Monday, March 8, 2010

Victims- our fair sex.

No10


Female Hunting in India.

There were about one thousand state-rulers prior to 1947.
The Ex-Rulers were involved in woman hunting.
Gangs, squads of agents of flesh bargaining existed in each State.
Their job was to add in the stock of Palace Harem all beautiful girls of the Country.
These touts roamed around the Country in search of good girls.
Those who presented the King with large number of female cargo were rewarded.
They were gifted with land, higher job and other perquisites for loyalty to the King.

Elderly Ladies in groups in many states lured maximum number of girls.
They were in charge of allotting girls for dancing, for musical instruments, for
singing, for domestic help for cooking as per her suitability.

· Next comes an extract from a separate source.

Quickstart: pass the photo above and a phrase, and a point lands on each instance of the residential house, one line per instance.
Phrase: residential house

The dancing girls were all of equal height, fine structure and grace. At every function,
dancing girls danced slowly with rhythm, with deliberate slow steps, hardly moving, lifting the bare arms above their heads, so as not to interrupt the talk and discussions.

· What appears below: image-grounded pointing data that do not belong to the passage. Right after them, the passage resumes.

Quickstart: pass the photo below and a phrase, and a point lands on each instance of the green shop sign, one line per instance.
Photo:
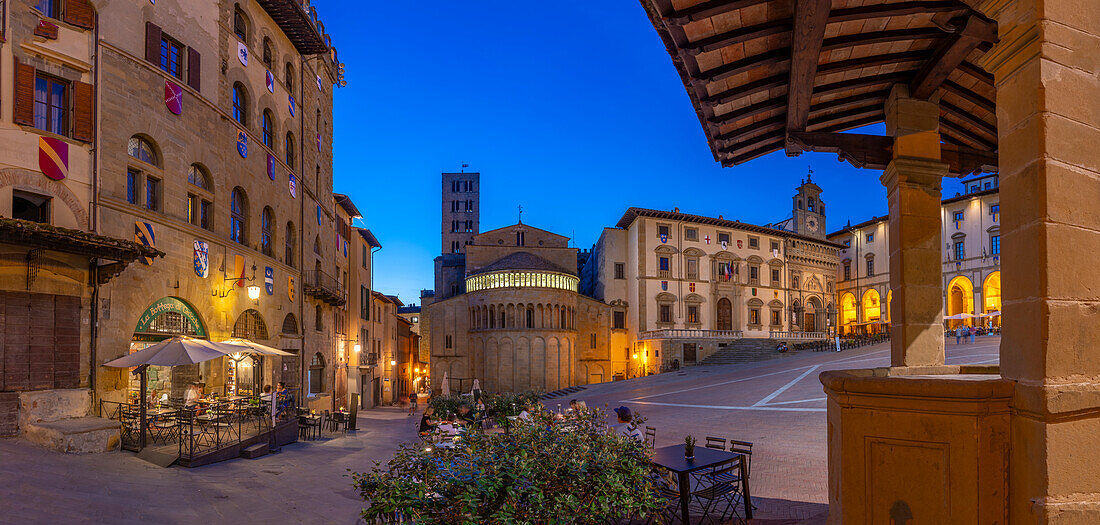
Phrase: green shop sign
(164, 306)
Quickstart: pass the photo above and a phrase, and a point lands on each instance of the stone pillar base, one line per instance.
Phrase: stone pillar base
(917, 445)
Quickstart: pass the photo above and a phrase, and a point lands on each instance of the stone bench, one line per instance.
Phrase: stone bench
(78, 435)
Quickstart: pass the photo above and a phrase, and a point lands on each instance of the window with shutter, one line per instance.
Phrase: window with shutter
(153, 36)
(80, 13)
(24, 94)
(84, 99)
(194, 66)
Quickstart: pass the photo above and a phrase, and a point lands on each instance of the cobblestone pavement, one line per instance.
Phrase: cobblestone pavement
(779, 405)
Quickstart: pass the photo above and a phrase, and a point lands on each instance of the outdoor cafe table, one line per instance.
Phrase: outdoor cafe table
(672, 459)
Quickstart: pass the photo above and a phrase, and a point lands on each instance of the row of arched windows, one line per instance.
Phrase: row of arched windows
(523, 316)
(200, 203)
(241, 112)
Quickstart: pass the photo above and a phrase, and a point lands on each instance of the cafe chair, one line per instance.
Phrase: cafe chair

They had golden skin, well round breasts, they must not be seen dancing but it should be felt that they were flowing in air. They showed expression and they made signs. They tell a story, with their fingers they make some declaration.

For example, she is narrating the scene how a tiger is shot at a hunting trip.
There is movement of fingers which expresses love. Another which means thirst. And another which means a fruit hanging on a tree.

She pictures a tiger’s head with gestures of her hand. There is the forest and there is a hunter. And here is the flowing stream where the tiger comes to drink. She explains all this with her hands and with her fingers and with her eyes.

She tells a poem with gesture and signs and action without word but it is accompanied by music, to highlight or accentuates the scene. The uplift of fingers turns hard and violent means that the tiger is shot and killed. And she cries at the agony of the dying Tiger.
She constructs a scene of Tiger hunting accurately before the King’s court. Like that they chose other such narration as a theme of dancing.

The King, Queen guests and court-attendants viewed the dance with spell bound serenity.